Quello che è stato definito da più parti un punto di svolta della guerra in Ucraina, il massacro di civili a Bucha, ha portato Facebook al centro dell’attenzione mediatica. Il motivo è da ricercare nel blocco temporaneo di hashtag come #bucha e #buchamassacre attuato dal social network. È stato un errore.
Il massacro di Bucha: gli hashtag bloccati da Facebook
Nessuna censura: si è trattato di un’azione automatica imputabile agli algoritmi che monitorano i contenuti pubblicati sulle bacheche. A spiegare cosa ha portato alla loro disattivazione è Andy Stone, portavoce di Meta. Di seguito proponiamo il suo intervento su Twitter in forma tradotta.
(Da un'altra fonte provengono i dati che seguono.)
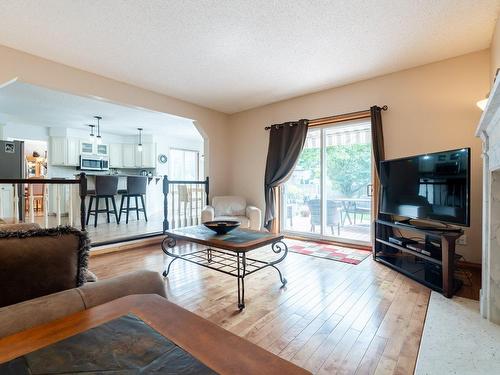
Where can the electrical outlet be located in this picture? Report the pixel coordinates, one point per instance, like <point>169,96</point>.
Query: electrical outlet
<point>462,240</point>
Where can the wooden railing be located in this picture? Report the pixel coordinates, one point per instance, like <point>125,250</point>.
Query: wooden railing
<point>183,202</point>
<point>23,195</point>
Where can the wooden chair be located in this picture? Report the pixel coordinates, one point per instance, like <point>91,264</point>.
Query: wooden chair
<point>136,188</point>
<point>105,187</point>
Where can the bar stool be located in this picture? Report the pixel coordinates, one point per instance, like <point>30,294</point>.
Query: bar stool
<point>136,188</point>
<point>105,187</point>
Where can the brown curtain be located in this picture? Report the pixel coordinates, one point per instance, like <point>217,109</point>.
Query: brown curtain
<point>378,156</point>
<point>285,144</point>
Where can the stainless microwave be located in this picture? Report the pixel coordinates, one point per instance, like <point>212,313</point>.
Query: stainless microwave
<point>93,163</point>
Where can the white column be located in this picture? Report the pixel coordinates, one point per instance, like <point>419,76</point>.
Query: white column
<point>484,292</point>
<point>58,203</point>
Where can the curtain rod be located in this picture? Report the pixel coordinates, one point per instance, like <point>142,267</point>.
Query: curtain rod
<point>339,118</point>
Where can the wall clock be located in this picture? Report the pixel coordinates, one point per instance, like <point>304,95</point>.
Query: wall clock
<point>162,158</point>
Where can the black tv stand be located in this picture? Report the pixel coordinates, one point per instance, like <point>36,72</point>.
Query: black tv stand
<point>408,223</point>
<point>434,267</point>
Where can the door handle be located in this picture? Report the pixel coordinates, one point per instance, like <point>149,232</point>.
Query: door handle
<point>369,190</point>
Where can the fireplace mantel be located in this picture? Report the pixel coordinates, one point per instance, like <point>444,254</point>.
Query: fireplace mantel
<point>489,132</point>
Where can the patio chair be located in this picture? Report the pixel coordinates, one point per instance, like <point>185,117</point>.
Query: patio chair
<point>332,214</point>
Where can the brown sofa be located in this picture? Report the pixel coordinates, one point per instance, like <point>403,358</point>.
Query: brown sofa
<point>43,272</point>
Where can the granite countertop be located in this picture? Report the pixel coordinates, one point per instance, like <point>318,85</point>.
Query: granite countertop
<point>117,175</point>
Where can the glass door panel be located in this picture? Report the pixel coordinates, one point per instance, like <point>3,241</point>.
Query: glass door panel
<point>301,199</point>
<point>348,182</point>
<point>329,192</point>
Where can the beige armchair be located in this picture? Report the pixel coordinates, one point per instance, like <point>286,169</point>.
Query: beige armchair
<point>233,208</point>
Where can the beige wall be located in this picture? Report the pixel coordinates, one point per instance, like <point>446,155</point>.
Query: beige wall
<point>431,108</point>
<point>495,51</point>
<point>38,71</point>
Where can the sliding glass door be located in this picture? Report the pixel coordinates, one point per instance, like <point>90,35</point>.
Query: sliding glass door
<point>329,193</point>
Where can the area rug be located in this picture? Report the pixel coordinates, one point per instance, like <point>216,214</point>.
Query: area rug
<point>333,252</point>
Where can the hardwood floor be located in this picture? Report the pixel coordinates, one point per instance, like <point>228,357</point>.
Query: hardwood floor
<point>331,318</point>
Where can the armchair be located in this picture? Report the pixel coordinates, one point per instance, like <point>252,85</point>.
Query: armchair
<point>233,208</point>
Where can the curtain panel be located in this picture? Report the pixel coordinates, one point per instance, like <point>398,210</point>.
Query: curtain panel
<point>286,142</point>
<point>378,156</point>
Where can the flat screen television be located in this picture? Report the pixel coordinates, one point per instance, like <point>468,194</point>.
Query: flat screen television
<point>428,187</point>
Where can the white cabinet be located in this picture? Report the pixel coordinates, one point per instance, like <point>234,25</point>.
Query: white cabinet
<point>129,155</point>
<point>6,201</point>
<point>148,157</point>
<point>116,155</point>
<point>132,158</point>
<point>64,151</point>
<point>73,152</point>
<point>101,150</point>
<point>58,151</point>
<point>87,148</point>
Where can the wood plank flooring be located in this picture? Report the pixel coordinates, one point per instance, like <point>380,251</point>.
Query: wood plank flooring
<point>332,317</point>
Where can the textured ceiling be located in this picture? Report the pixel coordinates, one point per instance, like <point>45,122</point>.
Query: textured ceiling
<point>24,103</point>
<point>232,55</point>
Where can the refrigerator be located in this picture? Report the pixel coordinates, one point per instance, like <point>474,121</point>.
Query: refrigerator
<point>13,166</point>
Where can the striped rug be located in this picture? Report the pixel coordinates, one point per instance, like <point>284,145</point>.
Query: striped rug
<point>326,251</point>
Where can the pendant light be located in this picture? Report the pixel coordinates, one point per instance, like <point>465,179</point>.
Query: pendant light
<point>139,145</point>
<point>91,136</point>
<point>98,137</point>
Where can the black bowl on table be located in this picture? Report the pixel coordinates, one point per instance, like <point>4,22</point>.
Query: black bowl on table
<point>222,226</point>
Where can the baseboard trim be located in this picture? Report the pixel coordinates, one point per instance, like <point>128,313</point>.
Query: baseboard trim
<point>465,264</point>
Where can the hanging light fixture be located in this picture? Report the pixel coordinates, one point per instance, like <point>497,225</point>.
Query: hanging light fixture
<point>139,145</point>
<point>92,135</point>
<point>98,137</point>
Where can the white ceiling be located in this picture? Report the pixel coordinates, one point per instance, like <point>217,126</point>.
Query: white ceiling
<point>24,103</point>
<point>232,55</point>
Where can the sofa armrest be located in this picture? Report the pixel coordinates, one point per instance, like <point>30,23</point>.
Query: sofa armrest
<point>139,282</point>
<point>41,310</point>
<point>254,215</point>
<point>207,214</point>
<point>18,227</point>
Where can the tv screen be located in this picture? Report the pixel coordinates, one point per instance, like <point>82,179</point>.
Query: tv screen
<point>431,186</point>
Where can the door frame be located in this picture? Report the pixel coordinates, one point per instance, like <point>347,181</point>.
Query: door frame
<point>320,237</point>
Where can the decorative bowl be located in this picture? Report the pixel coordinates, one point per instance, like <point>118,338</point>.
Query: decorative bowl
<point>222,226</point>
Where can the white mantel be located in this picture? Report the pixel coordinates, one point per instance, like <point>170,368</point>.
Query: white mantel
<point>489,132</point>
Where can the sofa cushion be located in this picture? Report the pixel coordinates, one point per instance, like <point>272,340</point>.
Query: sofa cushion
<point>229,206</point>
<point>138,282</point>
<point>245,222</point>
<point>38,262</point>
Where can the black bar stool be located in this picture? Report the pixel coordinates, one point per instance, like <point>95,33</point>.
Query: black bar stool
<point>105,187</point>
<point>136,188</point>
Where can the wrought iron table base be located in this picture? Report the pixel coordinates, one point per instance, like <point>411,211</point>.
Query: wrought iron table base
<point>232,263</point>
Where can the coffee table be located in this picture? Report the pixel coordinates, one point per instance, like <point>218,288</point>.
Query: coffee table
<point>226,253</point>
<point>216,348</point>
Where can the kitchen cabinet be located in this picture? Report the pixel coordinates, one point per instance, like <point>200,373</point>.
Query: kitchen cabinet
<point>129,155</point>
<point>148,157</point>
<point>64,151</point>
<point>101,150</point>
<point>132,158</point>
<point>116,155</point>
<point>58,151</point>
<point>73,152</point>
<point>7,201</point>
<point>87,148</point>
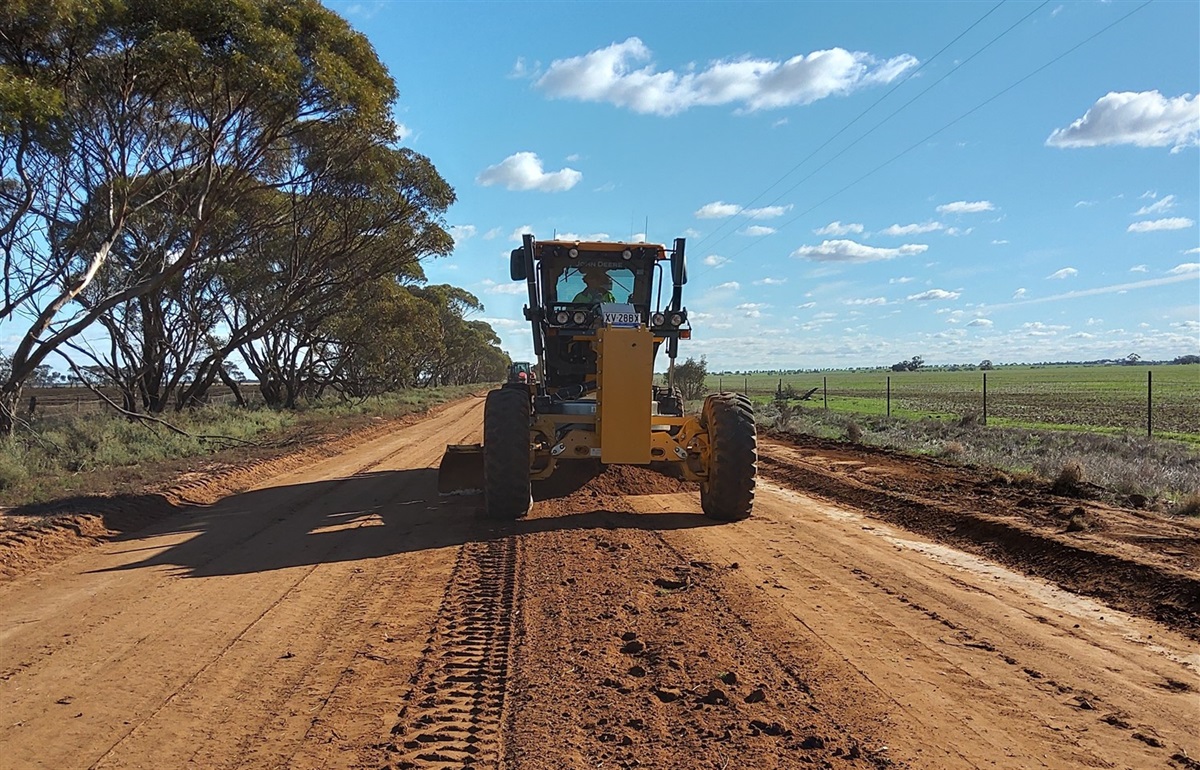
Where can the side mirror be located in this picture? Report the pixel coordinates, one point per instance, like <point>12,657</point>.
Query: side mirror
<point>678,264</point>
<point>516,264</point>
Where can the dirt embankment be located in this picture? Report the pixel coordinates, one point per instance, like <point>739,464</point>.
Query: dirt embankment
<point>341,613</point>
<point>1137,560</point>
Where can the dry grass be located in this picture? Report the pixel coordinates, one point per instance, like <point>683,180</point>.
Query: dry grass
<point>1069,479</point>
<point>63,455</point>
<point>1132,464</point>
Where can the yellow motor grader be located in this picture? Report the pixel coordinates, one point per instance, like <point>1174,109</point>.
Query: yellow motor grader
<point>599,320</point>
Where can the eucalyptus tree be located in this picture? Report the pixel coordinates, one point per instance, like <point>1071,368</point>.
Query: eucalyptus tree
<point>112,113</point>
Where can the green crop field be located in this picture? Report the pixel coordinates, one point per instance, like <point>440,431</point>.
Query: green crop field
<point>1105,398</point>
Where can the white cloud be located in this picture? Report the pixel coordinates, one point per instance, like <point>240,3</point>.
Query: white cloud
<point>523,170</point>
<point>838,228</point>
<point>1165,204</point>
<point>505,288</point>
<point>624,74</point>
<point>1144,119</point>
<point>855,252</point>
<point>912,229</point>
<point>935,294</point>
<point>966,206</point>
<point>462,232</point>
<point>720,210</point>
<point>1153,226</point>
È accaduto automaticamente, a causa dei contenuti grafici pubblicati dalle persone utilizzando questi hashtag. Una volta a conoscenza del problema, ieri, abbiamo agito rapidamente per sbloccare gli hashtag.
Il blocco è durato alcune ore e ha interessato anche Instagram. Le due piattaforme permettono la condivisione di post contenenti immagini violente se l’azione ha come finalità quella di informare a proposito di possibili violazioni dei diritti umani, riservandosi però il diritto di eliminarli se troppo espliciti oppure se diffusi in modo celebrativo e non in forma di condanna per quanto avvenuto.
Le policy adottate (o modificate ad hoc) da Meta dall’inizio della guerra in Ucraina in poi sono già finite più volte al centro di accese discussioni e polemiche. Nelle scorse settimane, i due social hanno introdotto, in alcuni paesi, un’eccezione alle regole standard che consente di invocare pubblicamente la morte di Vladimir Putin o dei soldati russi impegnati nell’invasione del paese. Vale per Armenia, Azerbaigian, Estonia, Georgia, Lettonia, Lituania, Polonia, Romania, Russia, Slovacchia, Ungheria e ovviamente Ucraina.
Quanto accaduto a Bucha è e continuerà a lungo a essere oggetto di analisi e confronti. Il Cremlino continua a sostenere la teoria di una messa in scena data in pasto ai media occidentali e all’opinione pubblica. Una serie di immagini satellitari pubblicate dal New York Times inchioda però l’esercito russo alle sue responsabilità.